Casino Plays The Latino Card

Dealer Emilio Reynoso leads a game of blackjack in both Spanish and English.
Jude Joffe-Block
By Jude Joffe-Block
March 08, 2011

On a recent evening at Buffalo Bills casino almost every slot machine is taken and the bar is hopping. It's enough of a party that a supervisor busts out her maracas and sings an impromptu duet of La Bamba with a lady losing at the roulette table.

Spanish is almost as common as English in the crowded casino, which is one of three in a cluster in this Nevada-California border town. Francisco Felix, 69, patiently plays video poker with a smile. He’s down $200. But, he says in Spanish, he is having a great time. His entire family caravanned with him from the Los Angeles suburbs to spend the weekend here. And his isn't the only one.

"We see a lot of families here," he says. "Tons of families."

Given the packed room, it's hard to believe that for the past couple of years, the company that owns the three Primm casinos has teetered on the edge of bankruptcy. The recession has not been good to the gaming industry. Revenues are down for the third year in a row.

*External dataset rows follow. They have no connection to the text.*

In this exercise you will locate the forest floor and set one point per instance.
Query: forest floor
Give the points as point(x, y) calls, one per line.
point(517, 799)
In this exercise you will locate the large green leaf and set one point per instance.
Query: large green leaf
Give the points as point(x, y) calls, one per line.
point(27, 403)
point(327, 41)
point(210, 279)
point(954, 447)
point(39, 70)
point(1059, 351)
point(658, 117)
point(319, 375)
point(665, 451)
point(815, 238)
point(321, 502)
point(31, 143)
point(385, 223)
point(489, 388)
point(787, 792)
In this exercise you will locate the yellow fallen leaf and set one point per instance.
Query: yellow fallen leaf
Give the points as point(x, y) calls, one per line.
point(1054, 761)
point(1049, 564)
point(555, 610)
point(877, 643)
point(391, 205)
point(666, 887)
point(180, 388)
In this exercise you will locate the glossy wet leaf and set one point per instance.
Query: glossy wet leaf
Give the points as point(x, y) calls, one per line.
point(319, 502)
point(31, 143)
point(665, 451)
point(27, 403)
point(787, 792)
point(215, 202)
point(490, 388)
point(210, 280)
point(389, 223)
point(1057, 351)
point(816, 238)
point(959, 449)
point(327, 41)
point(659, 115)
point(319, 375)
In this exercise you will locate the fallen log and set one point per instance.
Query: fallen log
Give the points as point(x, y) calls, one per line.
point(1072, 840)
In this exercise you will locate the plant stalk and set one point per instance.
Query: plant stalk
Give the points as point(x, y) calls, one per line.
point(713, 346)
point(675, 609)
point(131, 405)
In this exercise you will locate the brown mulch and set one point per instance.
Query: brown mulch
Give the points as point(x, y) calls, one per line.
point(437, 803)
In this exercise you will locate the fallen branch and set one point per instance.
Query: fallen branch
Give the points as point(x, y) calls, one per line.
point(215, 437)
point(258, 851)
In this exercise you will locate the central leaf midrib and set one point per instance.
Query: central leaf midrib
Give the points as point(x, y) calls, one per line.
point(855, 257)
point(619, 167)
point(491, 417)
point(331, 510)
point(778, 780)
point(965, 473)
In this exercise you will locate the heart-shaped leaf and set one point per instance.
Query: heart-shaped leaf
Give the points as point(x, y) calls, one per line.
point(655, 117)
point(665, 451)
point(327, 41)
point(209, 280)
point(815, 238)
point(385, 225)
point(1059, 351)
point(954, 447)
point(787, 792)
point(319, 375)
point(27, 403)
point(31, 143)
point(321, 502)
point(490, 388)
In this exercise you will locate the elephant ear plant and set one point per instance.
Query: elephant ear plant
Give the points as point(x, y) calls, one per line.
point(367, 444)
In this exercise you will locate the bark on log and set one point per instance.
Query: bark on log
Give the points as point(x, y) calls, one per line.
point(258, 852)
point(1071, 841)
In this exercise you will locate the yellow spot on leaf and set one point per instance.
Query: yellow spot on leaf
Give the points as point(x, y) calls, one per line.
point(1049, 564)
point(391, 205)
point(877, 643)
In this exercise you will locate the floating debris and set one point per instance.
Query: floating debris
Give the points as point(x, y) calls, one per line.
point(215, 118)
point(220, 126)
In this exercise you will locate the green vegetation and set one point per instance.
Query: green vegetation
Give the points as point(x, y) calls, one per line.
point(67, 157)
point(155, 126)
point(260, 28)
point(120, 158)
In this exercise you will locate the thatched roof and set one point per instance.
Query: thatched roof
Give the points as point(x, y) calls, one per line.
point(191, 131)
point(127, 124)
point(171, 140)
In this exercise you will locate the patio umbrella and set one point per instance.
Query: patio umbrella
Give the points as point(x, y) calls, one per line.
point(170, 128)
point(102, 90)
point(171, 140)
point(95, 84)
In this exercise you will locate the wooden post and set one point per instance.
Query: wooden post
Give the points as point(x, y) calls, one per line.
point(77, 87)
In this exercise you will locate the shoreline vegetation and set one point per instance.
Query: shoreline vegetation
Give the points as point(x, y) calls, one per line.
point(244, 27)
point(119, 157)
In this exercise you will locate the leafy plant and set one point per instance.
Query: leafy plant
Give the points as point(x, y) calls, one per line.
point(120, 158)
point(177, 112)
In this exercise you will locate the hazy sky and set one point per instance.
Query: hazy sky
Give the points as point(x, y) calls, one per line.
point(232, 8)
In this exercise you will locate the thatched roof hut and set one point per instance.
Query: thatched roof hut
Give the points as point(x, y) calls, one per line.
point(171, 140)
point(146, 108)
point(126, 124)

Now Buffalo Bill's luck may be turning. The casino has figured out how to routinely draw a large, Latino crowd.

Photo by Jude Joffe-Block
A Spanish sign in Buffalo Bill's casino reads: Play blackjack in your language.

Stuart Richey, the vice president of marketing at the Primm casinos, says Latino gamblers are not typically high rollers, but they are ideal clients because they often come in big groups of family and friends.

"If you can accommodate large group of people you have a great fit with the Hispanic customer," he says.

The casino’s popularity with that group reached a whole new level last fall, when someone suggested they book a Mexican accordion player named Ramon Ayala.

"I thought I was taking a chance on him by booking him here," says Richey. "Because I had never heard of him and he played an accordion and it didn't seem like it would fit with the type of acts we normally do out here."

But it soon became clear that it was precisely the type of act they should normally do.

"It was beyond our imagination," says Richey. "We don't typically sell out a 6,000 person arena out here and we did."

Ayala's performance garnered almost twice the audience that mainstream acts like Snoop Dogg and Bonnie Raitt attract when they come to this arena. After the accordion player's success, the casino followed up with a Latin music series. On this evening, another 6,000 people have come to see the Mexican norteño band, Los Tigres del Norte.

To gear up for the influx of Latino concert goers, the casino introduced bilingual blackjack tables for the first time. Dealers run the games in both English and Spanish and the table felts include instructions in both languages. Most recently, the casino added bilingual roulette and craps tables.

Vincent Pelayo, who came from a suburb of Los Angeles with a busload of friends to gamble, says even though they are all fluent in English, they like to party in Spanish.

"In English you tend to tone it down a little bit," says Pelayo between rounds of blackjack--or-- as he and his friends call it. "Spanish to me, you have more fun, you mess around more."

The gaming industry's efforts to attract Latino players are likely to intensify as that population continues to grow, says David G. Schwartz, the director of gaming research at the University of Nevada Las Vegas. While other casinos have tried bringing Latin acts, no one has tried bilingual tables until now, says Schwartz.

"A lot of casinos desperately need to get people through the door," Schwartz says. "So when they see this is working, I think more people will embrace it."